Saí da melancolia com a chegada dos meus companheiros de jornada em terras baianas, Marceleza e Zé Neto, cada um trazendo no rosto um sorriso de apoio, como quem diz: “Para o nosso Cruzeiro nada é fácil. E tudo bem! A gente vai superar e, no final, algo grandioso nos espera”. Peguei dos copos de cerveja numa lapada só, tamanho foi o orgulho que senti por ser cruzeirense e conhecer a história de superações que nos forjou.

Noutro dia, vestido novamente com o manto sagrado, por entre troças dos tricolores e incentivos dos rubro-negros do Vitória, caminhei pelo pôr do sol. Desci a avenida Sete, dobrei a Igreja de Santo Antônio e, ao avistar a Praia da Barra, me senti em cima do trio elétrico, ao som dos eternos Dodô e Osmar. Dessa vez, gritei: “Quem disse que seria fácil?”.

A noite caiu sobre o Farol, e quando já me preparava tomar o rumo de regresso, senti um chamado. Apontando para as cinco estrelas do meu manto, um senhor aparentando 60 e alguns anos de idade, e com o lado esquerdo do corpo paralisado por conta de um AVC, com muita dificuldade, acenou para mim. Mal me aproximei e ouvi seu murmúrio: “Ô, pai, que foi isso com nosso Cruzeiro?”.

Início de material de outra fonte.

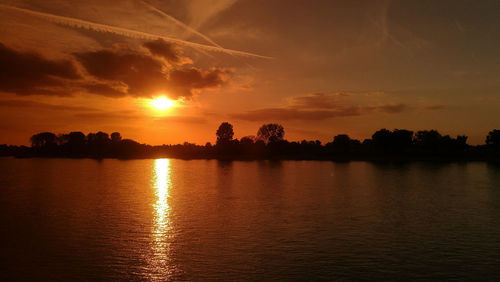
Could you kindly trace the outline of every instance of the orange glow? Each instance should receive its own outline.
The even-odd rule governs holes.
[[[154,222],[151,231],[153,259],[150,261],[150,266],[155,272],[160,269],[167,273],[171,272],[170,243],[174,232],[168,204],[169,190],[172,187],[170,175],[170,160],[156,159],[153,165],[152,187],[157,200],[154,204]]]
[[[165,97],[158,97],[149,101],[149,104],[156,110],[164,111],[175,106],[175,101],[167,99]]]

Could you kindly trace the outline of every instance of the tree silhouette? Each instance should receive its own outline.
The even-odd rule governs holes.
[[[377,149],[389,150],[392,143],[392,132],[390,130],[383,128],[372,135],[372,144]]]
[[[494,129],[486,136],[486,144],[500,147],[500,130]]]
[[[47,148],[57,146],[57,136],[52,132],[42,132],[31,136],[31,146],[35,148]]]
[[[63,134],[59,142],[62,143],[62,150],[71,155],[82,154],[85,150],[86,138],[85,134],[79,131]]]
[[[276,123],[264,124],[257,131],[257,138],[266,143],[282,141],[284,136],[285,129]]]
[[[215,133],[217,135],[217,143],[227,143],[233,139],[233,126],[229,122],[223,122]]]
[[[395,129],[392,132],[392,146],[397,151],[411,148],[413,145],[413,131],[406,129]]]
[[[95,137],[96,137],[96,142],[100,144],[104,144],[110,141],[109,135],[106,132],[99,131],[95,134]]]
[[[436,130],[421,130],[415,135],[415,143],[423,149],[437,151],[443,136]]]
[[[118,143],[120,141],[122,141],[122,136],[121,136],[120,132],[111,133],[111,142]]]
[[[89,133],[87,134],[87,143],[88,144],[93,144],[96,141],[97,137],[95,133]]]
[[[255,136],[244,136],[240,139],[240,144],[244,145],[252,145],[255,143]]]
[[[68,143],[81,146],[85,144],[85,134],[80,131],[73,131],[67,135]]]
[[[348,153],[356,149],[361,143],[359,140],[351,139],[347,134],[339,134],[333,137],[333,141],[326,146],[333,152]]]
[[[322,145],[319,140],[289,142],[279,124],[262,125],[255,136],[233,139],[233,126],[223,122],[217,129],[217,144],[205,146],[185,142],[177,145],[151,146],[122,139],[118,132],[111,138],[105,132],[74,131],[55,135],[41,132],[31,136],[31,148],[0,145],[1,156],[20,157],[90,157],[90,158],[204,158],[204,159],[321,159],[321,160],[500,160],[500,130],[492,130],[485,145],[467,144],[467,136],[452,138],[436,130],[416,134],[405,129],[381,129],[363,143],[347,134],[336,135]]]

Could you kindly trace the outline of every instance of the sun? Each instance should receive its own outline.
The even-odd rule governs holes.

Encostado na balaustrada que separa a Barra do Morro do Cristo, ele me chamou para um dedo de prosa. Clênio nasceu no sertão de Minas Gerais, pelas bandas do Rio São Francisco. Na lida da família no vem e vai pelas embarcações no Velho Chico, ainda criança ele se mudou para Juazeiro da Bahia, onde ganhou dos colegas de escola o apelido “Mineirinho”. Foi lá que viu – pela primeira vez, nas páginas das revistas e dos jornais de época, o time de Tostão e Dirceu Lopes com a camisa branca e estrelas azuis ao peito. “Ali eu decidi, pai. Era para esse time que iria torcer para o resto de minha vida”.

Enquanto ele me contava como manteve firme seu amor pelo Cruzeiro durante os dois últimos anos de consequências nefastas pelo desastre de 2019, eu o olhava, e nele via a imagem genuína da Nação Azul. Levei meu pensamento para longe, num mergulho profundo na nossa história. E a cada capítulo de dificuldade relembrado, eu voltava à pergunta-resposta: “Quem disse que seria fácil?”.

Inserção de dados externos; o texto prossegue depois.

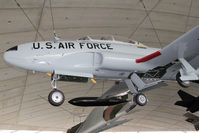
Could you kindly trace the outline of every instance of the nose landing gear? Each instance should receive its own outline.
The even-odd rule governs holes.
[[[48,95],[48,101],[53,106],[60,106],[64,103],[65,96],[60,90],[54,89]]]
[[[60,106],[65,101],[64,93],[57,89],[58,78],[58,75],[52,74],[51,76],[51,86],[53,90],[48,95],[48,101],[53,106]]]

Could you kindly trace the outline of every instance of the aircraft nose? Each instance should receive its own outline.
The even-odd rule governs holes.
[[[19,57],[17,50],[18,46],[14,46],[6,50],[6,52],[3,55],[4,60],[11,65],[18,66],[19,61],[21,61],[21,58]]]
[[[7,50],[4,55],[3,58],[4,60],[9,63],[9,64],[13,64],[14,58],[15,58],[15,54],[12,51]]]

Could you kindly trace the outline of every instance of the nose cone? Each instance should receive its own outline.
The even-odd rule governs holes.
[[[15,65],[16,57],[15,51],[6,51],[3,55],[4,60],[11,65]]]
[[[75,100],[73,100],[73,99],[71,99],[70,101],[68,101],[68,103],[70,103],[70,104],[72,104],[72,105],[75,105],[75,104],[76,104]]]
[[[8,49],[4,55],[4,60],[14,66],[22,67],[22,64],[24,64],[23,58],[20,56],[18,50],[18,46],[12,47]]]
[[[8,50],[6,50],[6,52],[4,53],[3,57],[4,60],[8,63],[12,62],[13,57],[15,56],[15,52],[18,50],[18,46],[14,46],[12,48],[9,48]]]

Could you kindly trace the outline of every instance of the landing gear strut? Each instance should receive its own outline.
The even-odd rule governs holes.
[[[148,100],[144,94],[140,93],[140,91],[157,85],[159,82],[161,82],[161,80],[151,79],[151,82],[144,83],[136,73],[130,75],[130,78],[126,79],[125,83],[132,94],[131,104],[138,104],[140,106],[146,105]]]
[[[132,74],[130,79],[125,80],[130,93],[132,94],[131,104],[144,106],[147,104],[147,98],[143,93],[139,92],[139,86],[142,85],[140,77],[137,74]]]
[[[51,86],[53,90],[48,95],[48,101],[53,106],[60,106],[65,101],[64,93],[57,89],[58,78],[58,75],[55,74],[51,76]]]
[[[178,72],[176,75],[176,81],[178,82],[178,84],[183,88],[188,88],[190,86],[190,81],[182,81],[180,77],[180,72]]]

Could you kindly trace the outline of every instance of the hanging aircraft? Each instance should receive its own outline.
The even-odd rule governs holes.
[[[187,108],[186,111],[190,111],[191,113],[199,111],[199,97],[194,97],[182,90],[178,91],[178,95],[182,101],[177,101],[175,105],[185,107]]]
[[[124,82],[131,103],[147,103],[143,90],[164,80],[182,87],[199,80],[199,27],[166,47],[151,48],[136,41],[122,42],[85,37],[75,41],[41,41],[17,45],[4,53],[11,65],[51,75],[50,104],[60,106],[64,94],[57,81],[86,82],[107,79]],[[108,99],[109,100],[109,99]]]
[[[199,130],[199,117],[192,114],[199,111],[199,97],[192,96],[183,90],[178,91],[178,95],[182,101],[177,101],[175,105],[187,108],[184,116],[187,118],[186,121],[194,125],[196,130]],[[190,113],[191,112],[191,113]]]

Vencemos os martírios das décadas de 1930, 1950 e 1980. E no final de todos esses períodos difíceis, o resultado foi o mesmo: a torcida do Cruzeiro cresceu ainda mais e, ao fim, o time se superou com títulos.





Depois de me despedir de Clênio e seguir rumo à Pituba, me lembrei do relato de um mestre, amigo e professor de roteiros, Edwin Perez. Um santista tão apaixonado pelo time praiano quanto eu pelo Time do Povo Mineiro. Quando da penúria do biênio 2020/2021, ele me consolou, contando sobre uma das maiores crises financeiras e desportivas do seu Santos, no período entre 1985 a 2001, quando tudo levava a crer no abandono do time pela torcida. Mas foi o contrário, a “fila” se fez oportunidade para a nova geração de santistas se dedicar ao orgulho da própria história. E o time se superou brilhantemente com a conquista do Brasileiro em 2002.

Voltei a Belo Horizonte sem desgrudar do meu manto sagrado, lendo a notícia da partida de Vítor Roque com a serenidade de quem está devidamente calejado. Afinal de contas, qual foi a última vez em que as únicas notícias ruins eram uma derrota fora de casa para um grande clube e a venda milionária de um jogador promessa?

Dois dias depois, ao subir as escadarias das arquibancadas do Mineirão para jogar junto com o Cruzeiro, contra o Brusque, novamente, pensei: “Quem disse que seria fácil?”. Eu me lancei a cantar por mim e por Clênio Mineirinho, o cruzeirense de Juazeiro da Bahia.